A projeção para este ano é de receita líquida consolidada em R$ 3,2 bilhões, com exportações na ordem de US$ 290 milhões e importações em US$ 55 milhões. Os investimentos programados são na ordem de R$ 60 milhões, queda acima de 60% aos valores do ano passado, de R$ 161 milhões, que foram 29,5% superiores aos de 2014.
Em 2015, a Randon exportou o equivalente a US$ 158 milhões, recuo de 17,4% sobre o ano anterior. Segundo a empresa, mesmo com situação cambial mais favorável, as crises econômicas nos países dependentes de petróleo e commodities têm dificultado o aumento das vendas para o mercado externo. Quando transformadas em reais, as vendas externas apuram alta de 16%, somando R$ 523 milhões de receita bruta. Já o mercado interno teve recuo de 25,8%, totalizando R$ 3,7 bilhões de receita bruta.
Ao longo do ano, as Empresas Randon reduziram o quadro de funcionários em 20,5%, com o fechamento de 2.196 vagas. O total empregado no final de dezembro era de 8.536 pessoas.

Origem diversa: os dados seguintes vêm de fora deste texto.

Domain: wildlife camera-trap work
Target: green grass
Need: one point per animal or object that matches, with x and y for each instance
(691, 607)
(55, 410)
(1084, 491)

No relatório, a diretoria ainda cita que medidas para evitar maior número de dispensas foram tomadas no segundo semestre, como férias coletivas, paradas programadas, feriados prolongados e flexibilização de jornada.
Dentre as empresas do grupo, a Fras-le registrou crescimento de 14,4% em sua receita líquida no ano passado sobre 2014, alcançando R$ 875 milhões. O mercado externo participou com 51% do total, cinco pontos acima do registrado no exercício anterior. De acordo com o relatório da diretoria, a área externa consolidou R$ 446,1 milhões, em alta de 24,6%. Já o mercado interno somou R$ 428,9 milhões, crescimento de 5,5%. A fabricante de materiais de fricção, controlada das Empresas Randon, registrou lucro líquido de R$ 52,2 milhões, evolução de 15,9%. Ao longo de 2015, a Fras-le investiu R$ 39,5 milhões, em torno de 20% de alta sobre o ano anterior.
Empresa para produção em Guarulhos
A Randon informou que vai paralisar suas atividades industriais nas instalações de Guarulhos (SP), a partir de 8 de abril. A decisão, segundo a empresa, levou em conta a atual crise econômica que vem afetando a produção de veículos comerciais há três anos consecutivos. Segundo a companhia, o local continuará abrigando as áreas Comercial e de Suporte.
"O pior momento de vendas e produção dos últimos 15 anos no setor respalda a decisão de paralisação das atividades", destaca a empresa em comunicado enviado à Comissão de Valores Mobiliários (CVM). A Randon lembra que somente no último ano as vendas e a produção de caminhões, semirreboques e carrocerias sobre chassi recuaram perto de 50%. "Neste primeiro bimestre de 2016, o recuo persiste e os indicadores continuam apontando reduções. Será o terceiro ano consecutivo de recesso neste segmento industrial", afirma.
A unidade industrial da Randon em Guarulhos opera desde 1965. A companhia afirma que, em conjunto com seus funcionários, adotou diversas ações na tentativa de superar ou minimizar o forte impacto da instabilidade econômica objetivando manter a atividade industrial. A empresa ressalta, no entanto, que a prolongada retração econômica acabou por anular os efetivos ganhos com as inovações e até mesmo com os esforços de redução de despesas com pessoal como flexibilização de jornada de trabalho, férias coletivas e paradas prolongadas em feriados.
"Estas medidas não foram suficientes para compensar a queda de demanda por produtos que, ao mesmo tempo, tiveram seus preços reduzidos em decorrência de um cenário de competição mais acirrada", afirma a empresa.